Euro states have most of the above, but the high taxation and labor protections strangles little shops and scares investors (would you invest in a French startup? I wouldn't). Corrupt autocracies might have some of the above, but the corruption strangles these companies as well (invest in a startup where the assets could be nationalized instantly? Or having to pay a % of profits to endless bribes?)

2 comments

"Tech entrepreneurship works in the US and fails in other states because we're in this sweet spot of low taxes and low corruption, with high levels of education and easy access to a large and powerful economy."

Corruption in the USA is typical for west Europe or NE Asia and taxes plus health care costs are slightly higher in the USA. Education levels are the same or lower than typical in Europe and NE Asia. None of that is essential in creating whatever advantage the USA has in tech entrepreneurship.

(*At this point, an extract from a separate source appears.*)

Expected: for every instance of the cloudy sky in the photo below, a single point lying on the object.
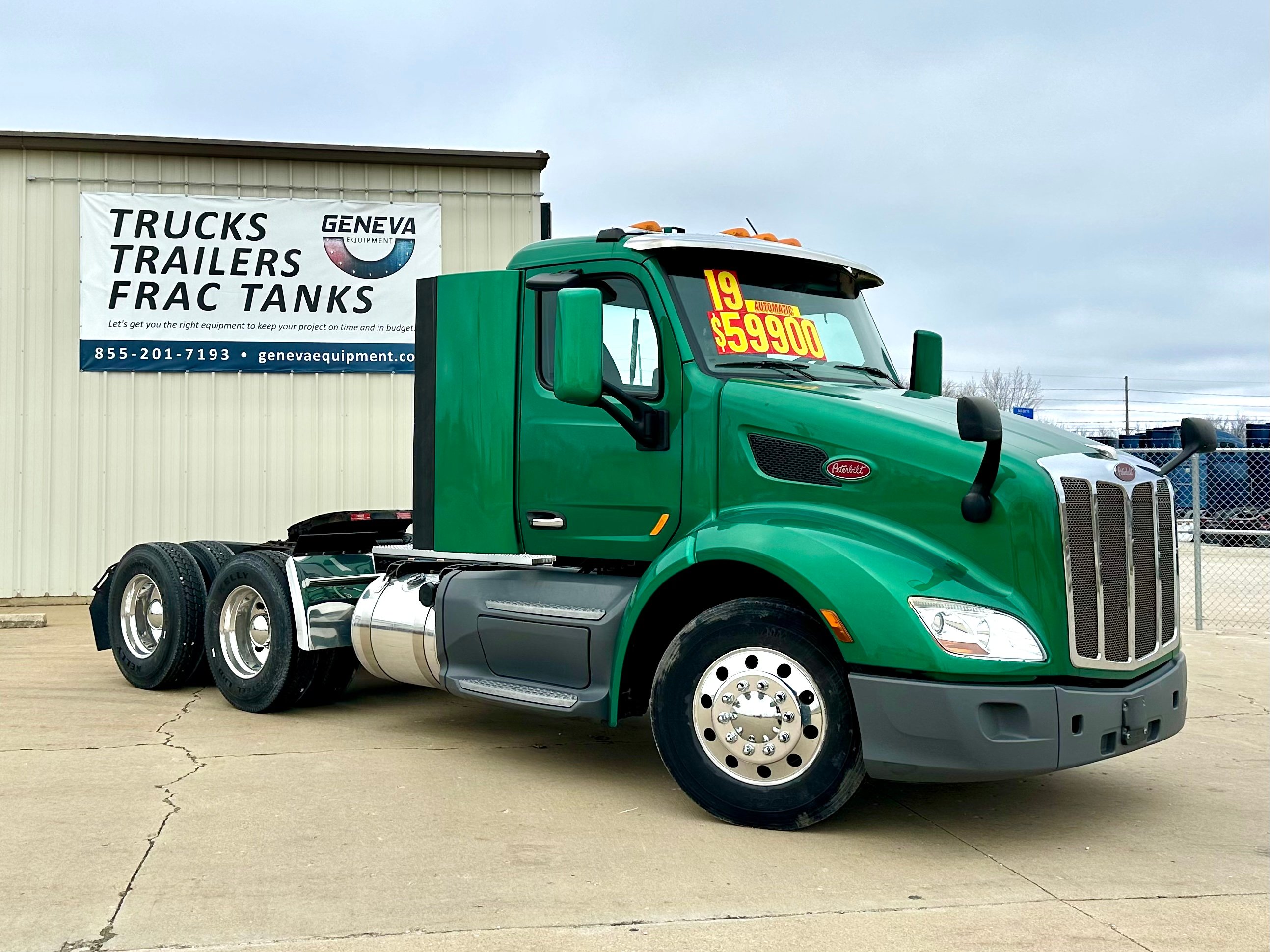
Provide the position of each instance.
(1075, 188)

Labor 'protections' can strangle startups and a large economy with unified rules, unified payment systems, a common language, and unified distribution does help. But something about Silicon Valley in particular seems to be at the root of the difference.

CA has relatively high taxes and labor protections vs other US states and it seems to do ok. I'd say that Euro nations have most of your list, but a high level of bureaucracy regarding business licensing and a conservative business climate (hesitancy to do commerce with new businesses).

America loves the new and shiny. In particular, the culture in CA is more than open to new ideas, often actively seeking newness. And I think that is at the root of the difference.